A Scholarly Love Letter
— Written by The Critic
That one afternoon, when you and I sat down together with a cup of coffee, unsure whether we would even be able to make it past the thirty-minute mark, was perhaps how it all started. There had always been a longing to find that one thing which would hold me down, steadily and calmly. But you came to me without warning: bringing with you a sense of un/ease, un/familiarity, and most of all, delight.
I had planned every excuse possible to get out of this as soon as possible – the algorithmic drip feed of dopamine, the sedative comfort of a pint at the pub, the mindlessness of a seven seasons-long TV series. And yet, when we met for the first time in all real senses, after having previously flirted with you through summaries and discussions online, the hold that everything else had on me weakened.
As this was happening, I’d hardly paid any attention to ‘you’: who or what you were, what form you had, what constituted you. I could only identify what was happening to me. I didn’t feel the need to check the time or to distract myself. Turning page after page, occasionally stuttering and stammering – unable always to clearly apprehend the complexity you presented – my body was suspended in a state of pleasure, teeming with possibilities.
In this sense, you were not my subject, only I yours.
Just over two hours later, the surrounding world coming back into focus once more, I resurfaced from this reverie. We broke off. But looking around me now, as I continued on with my day, there was an undeniable feeling that somehow, something had altered. It was as though I’d put on a pair of rose-tinted glasses.
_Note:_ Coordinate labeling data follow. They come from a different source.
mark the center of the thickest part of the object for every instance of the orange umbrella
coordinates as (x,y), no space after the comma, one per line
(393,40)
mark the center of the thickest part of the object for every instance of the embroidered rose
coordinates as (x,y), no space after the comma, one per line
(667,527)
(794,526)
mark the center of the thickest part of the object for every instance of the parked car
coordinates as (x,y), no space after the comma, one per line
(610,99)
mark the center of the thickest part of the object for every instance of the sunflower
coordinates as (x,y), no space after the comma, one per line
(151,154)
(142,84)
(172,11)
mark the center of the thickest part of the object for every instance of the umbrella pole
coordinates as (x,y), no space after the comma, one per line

The world around me had been injected with a dose of strange unfamiliarity into it. Far from intimidating me, it intrigued me; it was inviting. Strangely, this unfamiliarity felt familiar, as though it was something I had known and longed for all along.
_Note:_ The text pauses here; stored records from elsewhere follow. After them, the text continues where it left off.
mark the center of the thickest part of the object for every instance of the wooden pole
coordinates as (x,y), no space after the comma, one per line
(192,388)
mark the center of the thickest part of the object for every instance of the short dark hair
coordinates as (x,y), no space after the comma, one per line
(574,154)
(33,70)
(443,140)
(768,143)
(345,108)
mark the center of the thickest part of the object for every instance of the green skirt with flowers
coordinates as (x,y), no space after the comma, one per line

Following this encounter, I began to chase this pleasure with intention. Day after day, I took myself to quiet corners here and there, put all that demanded my attention aside, and committed myself to you. And as you exerted your force upon me, I found myself free-falling down into holes I hardly knew existed. Far from being afraid of finding myself in dark unknowns, I found it thrilling. Losing myself in this meditative trance you set me in, there was a sense that I was straying too far. But by this point I was overcome by an intensity so strong that I refused to reign myself back.
Some might call it obsession, an infatuation. I would have called it, and even do so now, a fervent devotion. I was afflicted by a strong desire to master you. In my mind, this was only a natural response to the intensity of your hold over me.
But there came a point when this passion with which I was pursuing you took on a troubling shade. My pursuit had become, as I have already said, a quest to gain mastery over you, to come out on top of you. I was becoming less concerned with the wonders and delights you presented, and instead more intent on bending you to my own gains. The same practice, once a virtue, had now transformed into a vice: a pursuit so selfish that the quest became a plundering rather than a pasturing.
In this sense, you were now my object, something to be taken, extracted, and pillaged.